The researchers drew attention to the potential role of Galβ1-3GlcNAc structures that are slowly accumulated in chronic disease states such as type 2 diabetes or hypertension, in the higher risk of SARS-CoV-2 infection among such patients. This could be due to the increased binding affinity of one of these GCDs to Gal-related glycans such as the above.
They suggest that some mutations at glycosylation sites in the proximity of the RBD could result in a larger area of exposure, promoting its binding to ACE2 binding and thus facilitating viral invasion.
What are the Implications?
The researchers have drawn a picture of the distribution and the functions of the N-glycosylation sites in SARS-CoV-2, and the potential GCDs in its spike protein.
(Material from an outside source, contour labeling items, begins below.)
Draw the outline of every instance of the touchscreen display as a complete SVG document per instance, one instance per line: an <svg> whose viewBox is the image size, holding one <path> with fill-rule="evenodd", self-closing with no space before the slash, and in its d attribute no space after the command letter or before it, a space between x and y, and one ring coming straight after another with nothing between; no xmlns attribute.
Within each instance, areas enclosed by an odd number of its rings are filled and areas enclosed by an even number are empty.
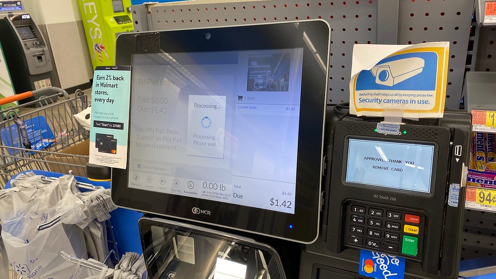
<svg viewBox="0 0 496 279"><path fill-rule="evenodd" d="M348 140L346 182L431 193L434 145Z"/></svg>
<svg viewBox="0 0 496 279"><path fill-rule="evenodd" d="M20 26L15 27L15 29L17 29L17 33L21 36L21 40L23 41L36 38L29 26Z"/></svg>
<svg viewBox="0 0 496 279"><path fill-rule="evenodd" d="M133 55L128 187L294 213L303 59Z"/></svg>

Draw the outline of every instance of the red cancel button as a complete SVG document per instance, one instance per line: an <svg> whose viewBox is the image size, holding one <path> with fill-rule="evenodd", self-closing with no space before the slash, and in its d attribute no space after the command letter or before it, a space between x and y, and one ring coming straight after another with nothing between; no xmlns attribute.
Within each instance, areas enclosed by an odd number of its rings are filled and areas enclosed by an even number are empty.
<svg viewBox="0 0 496 279"><path fill-rule="evenodd" d="M420 222L420 216L418 215L405 214L405 221L408 222L409 223L415 223L416 224L418 224Z"/></svg>

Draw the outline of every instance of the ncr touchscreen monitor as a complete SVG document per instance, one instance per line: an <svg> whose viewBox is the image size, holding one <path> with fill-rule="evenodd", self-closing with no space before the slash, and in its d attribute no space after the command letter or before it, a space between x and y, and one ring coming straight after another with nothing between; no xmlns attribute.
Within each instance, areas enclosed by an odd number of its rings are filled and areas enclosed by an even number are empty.
<svg viewBox="0 0 496 279"><path fill-rule="evenodd" d="M321 20L120 36L132 77L114 202L313 241L329 40Z"/></svg>

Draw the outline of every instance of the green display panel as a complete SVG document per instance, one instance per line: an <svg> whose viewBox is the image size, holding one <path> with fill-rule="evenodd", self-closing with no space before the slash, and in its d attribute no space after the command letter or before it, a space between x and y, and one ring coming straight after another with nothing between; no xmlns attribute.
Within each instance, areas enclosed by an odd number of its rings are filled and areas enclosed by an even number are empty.
<svg viewBox="0 0 496 279"><path fill-rule="evenodd" d="M130 0L79 0L93 70L115 63L116 39L133 30Z"/></svg>
<svg viewBox="0 0 496 279"><path fill-rule="evenodd" d="M5 61L3 51L2 50L1 45L0 44L0 98L12 96L14 94L15 92L12 85L12 80L8 73L7 64ZM17 102L15 102L2 105L0 106L0 107L3 110L9 107L14 107L17 105Z"/></svg>

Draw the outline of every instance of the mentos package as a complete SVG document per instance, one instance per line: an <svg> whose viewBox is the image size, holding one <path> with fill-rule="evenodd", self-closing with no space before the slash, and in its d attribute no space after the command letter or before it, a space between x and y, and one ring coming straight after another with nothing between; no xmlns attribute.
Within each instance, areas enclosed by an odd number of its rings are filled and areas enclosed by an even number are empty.
<svg viewBox="0 0 496 279"><path fill-rule="evenodd" d="M473 133L468 186L496 189L495 149L494 134Z"/></svg>
<svg viewBox="0 0 496 279"><path fill-rule="evenodd" d="M55 142L55 136L43 116L27 119L24 122L27 140L33 150L41 150L48 147ZM14 147L28 148L22 144L22 133L19 132L19 126L12 124L9 127L0 128L0 137L3 144ZM10 155L18 153L18 150L7 148Z"/></svg>

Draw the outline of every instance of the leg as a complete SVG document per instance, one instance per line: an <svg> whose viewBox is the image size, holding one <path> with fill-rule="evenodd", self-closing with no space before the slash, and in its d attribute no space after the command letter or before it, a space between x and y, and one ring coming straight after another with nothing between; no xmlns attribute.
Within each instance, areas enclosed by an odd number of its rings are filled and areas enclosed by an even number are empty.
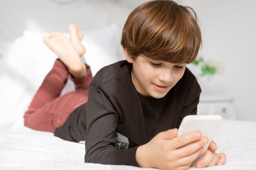
<svg viewBox="0 0 256 170"><path fill-rule="evenodd" d="M92 76L90 67L82 63L70 42L62 34L52 33L44 41L65 63L56 60L25 113L25 124L35 130L53 132L76 107L87 102L88 91L81 90L88 90ZM76 69L81 64L83 66ZM68 76L73 79L76 91L59 97ZM53 83L64 77L65 80L60 81L61 86Z"/></svg>
<svg viewBox="0 0 256 170"><path fill-rule="evenodd" d="M73 111L88 99L88 91L66 94L39 109L28 110L24 115L25 125L36 130L54 132L56 128L64 124Z"/></svg>

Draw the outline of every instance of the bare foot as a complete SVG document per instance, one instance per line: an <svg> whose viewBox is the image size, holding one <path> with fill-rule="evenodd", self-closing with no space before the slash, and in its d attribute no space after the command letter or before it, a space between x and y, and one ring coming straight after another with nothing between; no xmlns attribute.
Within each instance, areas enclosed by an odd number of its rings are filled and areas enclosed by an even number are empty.
<svg viewBox="0 0 256 170"><path fill-rule="evenodd" d="M85 49L81 43L83 34L74 24L70 24L68 29L70 34L70 42L78 55L81 57L85 52Z"/></svg>
<svg viewBox="0 0 256 170"><path fill-rule="evenodd" d="M57 54L70 73L77 79L84 77L86 68L70 41L62 33L54 32L44 38L43 41Z"/></svg>

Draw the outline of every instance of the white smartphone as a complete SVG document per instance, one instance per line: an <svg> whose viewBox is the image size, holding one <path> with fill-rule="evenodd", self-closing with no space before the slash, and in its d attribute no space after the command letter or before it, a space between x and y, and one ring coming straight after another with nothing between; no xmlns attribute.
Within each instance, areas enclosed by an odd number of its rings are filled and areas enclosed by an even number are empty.
<svg viewBox="0 0 256 170"><path fill-rule="evenodd" d="M178 137L199 131L202 136L207 137L209 139L204 146L203 152L192 162L191 166L194 167L195 163L204 156L222 121L222 117L219 115L189 115L183 118L178 130Z"/></svg>

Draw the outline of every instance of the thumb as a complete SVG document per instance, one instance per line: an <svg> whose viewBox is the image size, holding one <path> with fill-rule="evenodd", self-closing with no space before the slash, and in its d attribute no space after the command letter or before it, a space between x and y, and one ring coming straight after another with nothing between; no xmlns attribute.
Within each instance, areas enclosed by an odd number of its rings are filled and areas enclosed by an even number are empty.
<svg viewBox="0 0 256 170"><path fill-rule="evenodd" d="M177 137L177 132L178 130L177 128L175 128L160 132L157 134L156 137L159 139L172 139Z"/></svg>

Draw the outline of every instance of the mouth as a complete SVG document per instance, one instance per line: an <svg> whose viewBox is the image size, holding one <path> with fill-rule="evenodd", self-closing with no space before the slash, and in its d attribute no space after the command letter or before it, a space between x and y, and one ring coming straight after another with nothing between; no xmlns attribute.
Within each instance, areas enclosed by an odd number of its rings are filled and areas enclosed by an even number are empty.
<svg viewBox="0 0 256 170"><path fill-rule="evenodd" d="M154 83L153 83L153 84L156 90L161 91L165 91L167 88L168 88L168 87L169 87L170 86L162 86L160 85L157 85Z"/></svg>

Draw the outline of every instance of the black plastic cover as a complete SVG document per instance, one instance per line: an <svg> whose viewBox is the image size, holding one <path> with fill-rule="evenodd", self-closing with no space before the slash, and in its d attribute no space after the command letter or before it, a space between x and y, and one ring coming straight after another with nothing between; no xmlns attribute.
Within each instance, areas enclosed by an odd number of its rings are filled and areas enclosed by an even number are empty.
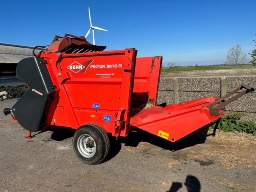
<svg viewBox="0 0 256 192"><path fill-rule="evenodd" d="M17 76L31 87L12 109L19 123L32 132L45 125L45 109L55 92L46 65L43 58L30 57L20 61L16 69Z"/></svg>

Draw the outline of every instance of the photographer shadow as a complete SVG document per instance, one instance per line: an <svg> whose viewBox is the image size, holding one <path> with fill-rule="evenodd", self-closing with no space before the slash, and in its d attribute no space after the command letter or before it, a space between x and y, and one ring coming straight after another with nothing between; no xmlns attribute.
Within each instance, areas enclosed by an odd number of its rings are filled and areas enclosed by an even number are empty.
<svg viewBox="0 0 256 192"><path fill-rule="evenodd" d="M184 185L188 192L200 192L201 185L199 180L193 175L187 175ZM180 182L172 182L170 189L166 192L176 192L183 187Z"/></svg>

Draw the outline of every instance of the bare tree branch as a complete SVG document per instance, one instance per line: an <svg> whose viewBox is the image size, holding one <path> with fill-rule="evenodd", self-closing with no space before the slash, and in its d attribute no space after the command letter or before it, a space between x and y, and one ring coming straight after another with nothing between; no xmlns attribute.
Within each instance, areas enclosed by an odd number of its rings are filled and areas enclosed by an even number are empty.
<svg viewBox="0 0 256 192"><path fill-rule="evenodd" d="M243 52L241 46L236 45L230 48L228 51L225 64L238 67L239 65L245 64L247 61L246 55Z"/></svg>

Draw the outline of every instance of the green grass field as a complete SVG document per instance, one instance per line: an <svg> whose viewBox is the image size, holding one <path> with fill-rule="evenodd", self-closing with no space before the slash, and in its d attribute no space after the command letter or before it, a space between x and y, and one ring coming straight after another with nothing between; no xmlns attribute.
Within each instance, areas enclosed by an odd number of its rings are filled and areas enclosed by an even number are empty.
<svg viewBox="0 0 256 192"><path fill-rule="evenodd" d="M170 68L162 68L162 72L181 72L187 71L197 71L199 70L210 70L214 69L228 69L250 68L254 67L252 65L241 65L237 66L234 65L208 65L190 67L175 67Z"/></svg>

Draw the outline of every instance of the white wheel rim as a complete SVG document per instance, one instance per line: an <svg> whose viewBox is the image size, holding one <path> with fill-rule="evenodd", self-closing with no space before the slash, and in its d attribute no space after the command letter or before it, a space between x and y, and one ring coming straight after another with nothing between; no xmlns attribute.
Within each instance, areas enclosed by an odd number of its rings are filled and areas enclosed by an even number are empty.
<svg viewBox="0 0 256 192"><path fill-rule="evenodd" d="M90 158L95 155L96 143L90 135L87 134L80 135L77 140L76 144L78 151L83 156Z"/></svg>

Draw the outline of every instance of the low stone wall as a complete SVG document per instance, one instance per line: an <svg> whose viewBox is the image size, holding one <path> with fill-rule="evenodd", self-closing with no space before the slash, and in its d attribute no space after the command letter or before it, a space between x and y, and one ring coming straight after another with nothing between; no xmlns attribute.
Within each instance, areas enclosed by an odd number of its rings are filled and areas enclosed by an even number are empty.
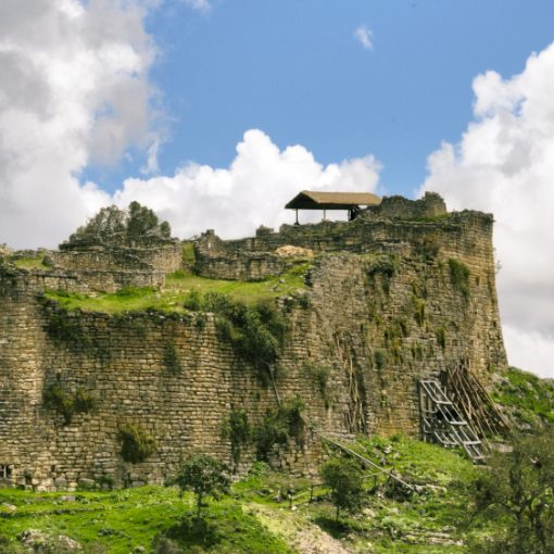
<svg viewBox="0 0 554 554"><path fill-rule="evenodd" d="M194 270L211 279L261 281L280 275L290 262L270 253L247 253L232 256L203 256L197 254Z"/></svg>
<svg viewBox="0 0 554 554"><path fill-rule="evenodd" d="M404 197L385 197L380 204L363 210L360 217L366 219L425 219L445 215L446 204L436 192L426 192L418 200Z"/></svg>
<svg viewBox="0 0 554 554"><path fill-rule="evenodd" d="M159 248L123 248L68 250L51 252L55 266L72 272L150 270L173 273L181 267L180 243Z"/></svg>
<svg viewBox="0 0 554 554"><path fill-rule="evenodd" d="M194 243L196 270L211 278L248 279L251 273L255 278L267 277L279 273L280 262L276 260L275 251L285 245L310 249L316 255L374 253L403 244L415 249L432 245L468 260L484 260L492 255L492 216L488 214L464 211L436 222L360 217L353 222L284 225L279 232L262 228L255 237L228 241L209 230ZM259 261L256 272L249 269L251 260Z"/></svg>

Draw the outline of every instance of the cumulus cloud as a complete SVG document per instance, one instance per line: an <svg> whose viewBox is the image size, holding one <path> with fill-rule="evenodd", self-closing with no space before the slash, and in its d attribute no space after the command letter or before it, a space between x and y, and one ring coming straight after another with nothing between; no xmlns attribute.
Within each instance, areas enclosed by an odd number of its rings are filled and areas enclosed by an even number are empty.
<svg viewBox="0 0 554 554"><path fill-rule="evenodd" d="M474 80L475 121L428 159L421 190L492 212L508 360L554 376L554 45L505 79Z"/></svg>
<svg viewBox="0 0 554 554"><path fill-rule="evenodd" d="M122 206L131 200L148 204L179 237L212 228L222 237L238 238L260 225L292 223L293 214L284 205L302 189L375 191L379 171L370 155L324 166L304 147L279 150L263 131L251 129L228 168L189 163L173 177L127 179L114 201ZM306 223L322 214L300 217Z"/></svg>
<svg viewBox="0 0 554 554"><path fill-rule="evenodd" d="M374 34L372 29L369 29L366 25L360 25L356 30L354 30L354 37L358 40L358 42L366 49L374 49Z"/></svg>
<svg viewBox="0 0 554 554"><path fill-rule="evenodd" d="M199 10L201 12L205 12L212 8L209 0L181 0L181 1L189 5L190 8L192 8L193 10Z"/></svg>
<svg viewBox="0 0 554 554"><path fill-rule="evenodd" d="M0 242L52 244L110 199L79 184L159 137L143 17L158 0L0 3Z"/></svg>

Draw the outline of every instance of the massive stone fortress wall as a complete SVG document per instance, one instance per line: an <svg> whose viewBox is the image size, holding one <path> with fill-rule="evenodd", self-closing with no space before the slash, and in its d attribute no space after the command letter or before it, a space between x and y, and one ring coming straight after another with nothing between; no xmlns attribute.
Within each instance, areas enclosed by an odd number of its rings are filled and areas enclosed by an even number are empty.
<svg viewBox="0 0 554 554"><path fill-rule="evenodd" d="M278 301L288 330L277 388L281 399L300 395L305 420L322 432L417 436L419 379L464 363L487 382L506 364L492 217L439 210L406 221L386 218L386 209L243 241L207 234L197 244L199 270L226 278L279 272L289 263L275 254L284 244L314 251L306 288ZM282 265L266 269L261 262L248 274L252 260L266 255ZM0 269L0 466L10 482L61 489L90 480L161 482L193 449L229 459L231 444L221 431L231 410L244 407L254 425L276 404L274 391L218 335L214 317L65 312L41 298L45 288L86 287L63 272ZM168 366L168 350L177 369ZM95 408L64 421L43 403L53 383L84 391ZM118 430L129 424L155 438L144 462L119 455ZM320 455L309 432L276 463L313 471ZM252 456L250 446L243 458Z"/></svg>

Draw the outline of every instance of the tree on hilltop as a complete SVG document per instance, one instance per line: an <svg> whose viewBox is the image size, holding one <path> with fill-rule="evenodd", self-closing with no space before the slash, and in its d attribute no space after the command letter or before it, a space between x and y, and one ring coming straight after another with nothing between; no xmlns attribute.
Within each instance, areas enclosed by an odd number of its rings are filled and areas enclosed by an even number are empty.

They indicate the possibility of a dual binding mechanism, because of the high N-glycan density around the RBD-ACE2 interface, via protein-protein interaction between the RBD and ACE2 proteins, and glycan-protein interaction between the N-glycan and the first GCD1.
During invasion, the RBD of S-protein bond to the N-terminal helix of ACE2, meanwhile, the N-glycan terminal (especially the SA and GalNAc residues) at N90 of ACE2 is apt to bind the GCD1 in S-protein.”
This may result in a conformational switch of the spike protein. This could shed light on the rapid and extensive spread of the virus if confirmed and elucidated by further studies.
bioRxiv publishes preliminary scientific reports that are not peer-reviewed and, therefore, should not be regarded as conclusive, guide clinical practice/health-related behavior, or treated as established information.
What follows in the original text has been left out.